Japan Policy Shift May Set New Tone
Japan Policy Shift May Set New Tone
Expected Tightening Stance
Could Affect World Markets;
Change Likely to Be Gradual
By LAURENCE NORMAN
February 25, 2006; Page B5
NEW YORK -- Wind up your watches and start the countdown. The Bank of Japan is about to start a process that could ripple through global capital markets for years to come.
After more than a decade of near-zero interest rates and five years of "quantitative easing -- the injection of trillions of excess yen into the banking system to defeat deflation -- BOJ officials have sent strong signals recently that they are ready to start tugging at the reins of monetary policy.
Yet patience will be required. With the pace of the policy shift likely to be glacial and the timing of watershed changes uncertain, analysts warn it could be years before the full impact is revealed.

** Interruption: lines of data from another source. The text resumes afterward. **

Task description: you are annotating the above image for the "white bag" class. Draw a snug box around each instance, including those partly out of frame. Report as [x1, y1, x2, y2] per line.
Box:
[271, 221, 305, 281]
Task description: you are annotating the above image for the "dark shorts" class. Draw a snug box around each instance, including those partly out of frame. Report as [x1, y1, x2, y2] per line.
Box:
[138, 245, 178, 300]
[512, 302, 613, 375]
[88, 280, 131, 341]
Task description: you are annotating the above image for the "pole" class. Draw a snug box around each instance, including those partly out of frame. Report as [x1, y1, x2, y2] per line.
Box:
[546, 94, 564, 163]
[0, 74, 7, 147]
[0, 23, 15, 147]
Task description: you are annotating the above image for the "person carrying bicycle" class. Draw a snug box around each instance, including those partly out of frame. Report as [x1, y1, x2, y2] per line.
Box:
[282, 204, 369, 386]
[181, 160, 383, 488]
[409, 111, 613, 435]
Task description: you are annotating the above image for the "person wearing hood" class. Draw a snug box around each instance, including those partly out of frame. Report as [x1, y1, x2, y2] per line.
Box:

The gradual removal of ultraloose policy from the world's second-largest economy "is one of the great stories over the course of the next three or four years" for financial markets, said Jack Malvey, chief global fixed-income strategist at Lehman Brothers in New York.
"The capital flow implications, the effect on U.S. interest rates, on Japanese domestic markets are all to be sorted out."
If Japanese rates rise, this money could start to return home. Meanwhile, foreign investors, who have already been drawn to the fast-rising Nikkei equity index, could begin investing more broadly in Japanese assets.
Mr. Malvey said this could send U.S. interest rates higher and the dollar lower, as Japanese private investors shift away from U.S. assets. It could also result in higher consumer spending in Japan and a lower Japanese current account surplus, boosting global growth.
The yen could appreciate across the board, as negative bets -- against the euro, the New Zealand dollar and other high-yielding emerging-market currencies -- are unwound.
However, David Abramson, global strategist at Bank Credit Analyst Research in Montreal, said there are a number of uncertainties that cloud the impact of what he calls "the mother of all [policy] normalizations."
In the short term, he said no one quite knows the extent to which investors have taken advantage of Japan's ultraloose policy to borrow in yen and buy other assets.
"There's a lot of liquidity around the world and some of it is because Japanese rates...are still very low. We just don't know the size" of these investments.
In the longer term, it is still unclear how long the BOJ will take to completely remove quantitative easing, when the bank will lift interest rates or whether an eventual rate-tightening cycle would be brief or protracted.
Mr. Abramson is confident about one prediction. A cautious BOJ -- blamed by politicians for raising rates too quickly in the past -- will likely move very slowly, giving the market ample time to adjust.
"What's most likely to happen is that it will be a relatively smooth process," he said.
Jin Saito, Japanese analyst at Washington-based financial advisory The G7 Group, said a gradual adjustment is all the more probable because Japan is just one source behind the currently high global liquidity levels which have kept U.S. long-term rates low and demand for high-yield and emerging-market assets strong.
Moreover, Mr. Saito said that with the government having a massive debt to service, there could be "intense" opposition from the powerful Ministry of Finance to a tightening cycle that pushed short-term rates above 1% -- lifting longer-term rates and raising borrowing costs.
Treasury Trading
Treasury prices settled near unchanged levels Friday, reversing earlier gains briefly accrued after a surprise fall in durable goods orders. In market activity Friday, the benchmark 10-year Treasury note declined 4/32 point, or $1.25 per $1,000 face value, to 99 13/32 points, while its yield rose to 4.577% from 4.561% Thursday.
Corporate Bonds
Dana Corp. bonds fell sharply again after a Wall Street Journal article said the auto-parts supplier has hired restructuring advisers.
The losses extend a selloff that began in earnest Thursday, as market participants questioned whether the company would be able to successfully renegotiate its crucial lines of bank financing -- essential to Dana's long-term viability. The company's troubles intensified when two major ratings companies cut Dana's credit rating multiple notches Friday afternoon -- to nearly the bottom of the ratings scale. Dana's 6.5% notes due 2008 sank more than nine points to 64 cents on the dollar, according to MarketAxess. Its 6.5% notes due 2009 fell more than four points to 63 cents on the dollar.